3. Liu H, Bravata DM, Olkin I, Friedlander A, Liu V, Roberts B et al. (2008). Systematic review: the effects of growth hormone on athletic performance. Ann Intern Med, 148, 747-758.

4. Yarasheski KE, Zachweija JJ, Angelopoulos TJ & Bier DM (1993). Short-term growth hormone treatment does not increase muscle protein synthesis in experienced weight lifters. J Appl Physiol, 74, 3073-3076.

5. Blackman MR, Sorkin JD, Munzer T, Bellantoni MF, Busby-Whitehead J, Stevens TE et al. (2002). Growth hormone and sex steroid administration in healthy aged women and men: a randomized controlled trial. JAMA, 288,2282-2292.
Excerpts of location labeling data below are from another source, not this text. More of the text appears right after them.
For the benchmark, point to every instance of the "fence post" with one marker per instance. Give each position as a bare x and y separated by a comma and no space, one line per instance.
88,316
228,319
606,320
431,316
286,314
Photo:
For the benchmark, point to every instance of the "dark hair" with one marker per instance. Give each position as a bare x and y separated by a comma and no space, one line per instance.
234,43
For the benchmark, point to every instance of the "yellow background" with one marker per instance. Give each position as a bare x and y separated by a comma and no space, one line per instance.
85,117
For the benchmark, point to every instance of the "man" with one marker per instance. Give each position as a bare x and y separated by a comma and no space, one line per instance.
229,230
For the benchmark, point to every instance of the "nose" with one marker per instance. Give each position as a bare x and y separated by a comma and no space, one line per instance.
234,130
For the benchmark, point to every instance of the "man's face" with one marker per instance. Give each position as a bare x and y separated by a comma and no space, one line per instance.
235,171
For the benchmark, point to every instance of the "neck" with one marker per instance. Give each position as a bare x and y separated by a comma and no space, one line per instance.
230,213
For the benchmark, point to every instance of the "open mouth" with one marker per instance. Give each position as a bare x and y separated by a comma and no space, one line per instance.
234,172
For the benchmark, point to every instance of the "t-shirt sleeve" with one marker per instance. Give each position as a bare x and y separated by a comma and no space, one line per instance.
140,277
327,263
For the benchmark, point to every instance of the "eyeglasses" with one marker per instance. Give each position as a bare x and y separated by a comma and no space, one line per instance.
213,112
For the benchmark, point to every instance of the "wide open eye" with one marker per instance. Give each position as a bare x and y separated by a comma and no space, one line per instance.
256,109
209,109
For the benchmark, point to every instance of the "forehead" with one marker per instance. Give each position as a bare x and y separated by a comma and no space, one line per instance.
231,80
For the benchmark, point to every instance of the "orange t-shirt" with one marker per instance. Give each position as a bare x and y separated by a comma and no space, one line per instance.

6. Lange KH, Andersen JL, Beyer N, Isaksson F, Larsson B, Rasmussen MH et al. (2002). GH administration changes myosin heavy chain isoforms in skeletal muscle but does not augment muscle strength or hypertrophy, either alone or combined with resistance exercise training in healthy elderly men. J Clin Endocrinol Metab, 87, 513-523.

7. Doessing S, Heinemeier KM, Holm L, Mackey AL, Schjerling P, Rennie M, Smith K, Reitelseder S, Kappelgaard AM, Rasmussen MH, Flyvbjerg A, Kjaer M. Growth hormone stimulates the collagen synthesis in human tendon and skeletal muscle without affecting myofibrillar protein synthesis. J Physiol, 2010 Jan 15;588(Pt 2):341-51.

----------


## lovbyts

I need a buddy of mine to read this (he wont). I have been saying that for years. He is educated in the medical field but he truly believe HGH is a HUGE muscle builder and Testosterone has NOTHING or very little to do with muscle growth...  :Hmmmm:   :Chairshot:

----------


## stevey_6t9

the study showed results over a 2 week period.

how about one that shows over 6 months?

----------


## lovbyts

> the study showed results over a 2 week period.
> 
> how about one that shows over 6 months?


I understand your point but I think most people here know HGH is not the muscle builder king by any means.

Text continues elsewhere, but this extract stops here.